"Les Indes Fourbes" a été, forcément, l’événement BD de l'année 2019. L'alliance de deux maîtres du 9ème Art, un grand scénariste à la prose élégante - Ayroles - et un immense dessinateur - Guarnido - nous offrant 150 pages d'une histoire étonnante, qui prend les apparences d'un récit picaresque des plus classiques, avant de révéler ses pièges, et donc sa contemporanéité totale, puisque cette manière de jouer avec une fiction qui a au moins deux niveaux pour dérouler une arnaque parfaite correspond complètement aux codes du thriller actuel. Ajoutons une finition splendide de l'ouvrage, nécessaire pour magnifier pleinement le trait et les couleurs merveilleuses de Guarnido, et donc, logiquement, un prix qui dépasse largement ce qu'on a envie de payer pour une BD en notre époque difficile !
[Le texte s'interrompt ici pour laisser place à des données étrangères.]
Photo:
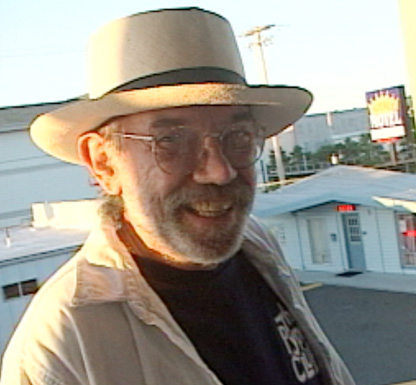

Comme il est indéniable que l'on referme cet ouvrage littéralement exceptionnel avec un vrai contentement, les deux dernières parties étant parfaitement réjouissantes, on a sans doute tendance à un peu "surévaluer" "les Indes Fourbes". Et il faut se souvenir que l'on s'est quand même un peu ennuyé durant une bonne première moitié de sa lecture : personnellement, il m'a fallu reprendre le livre une bonne demi-douzaine de fois, tant "les Indes Fourbes* ne tombait littéralement des mains... C'est que, bien sûr, pour que fonctionne le piège que tend Ayroles à son lecteur, il faut que cette interminable, cette pesante première partie respecte absolument les codes du genre, qui garantira par contraste une surprise d'autant plus grande.
Bref, on est admiratif devant le tour de force, mais on aurait peut-être finalement préféré un récit plus simple, moins strictement caricatural, et surtout dégageant plus d'empathie envers ses personnages, qui ne sont finalement ici que pures fonctions dans un mécanisme sophistiqué.
"Les Indes Fourbes", c'est un très beau livre, mais finalement sans doute aussi un livre un peu trop malin pour son propre bien.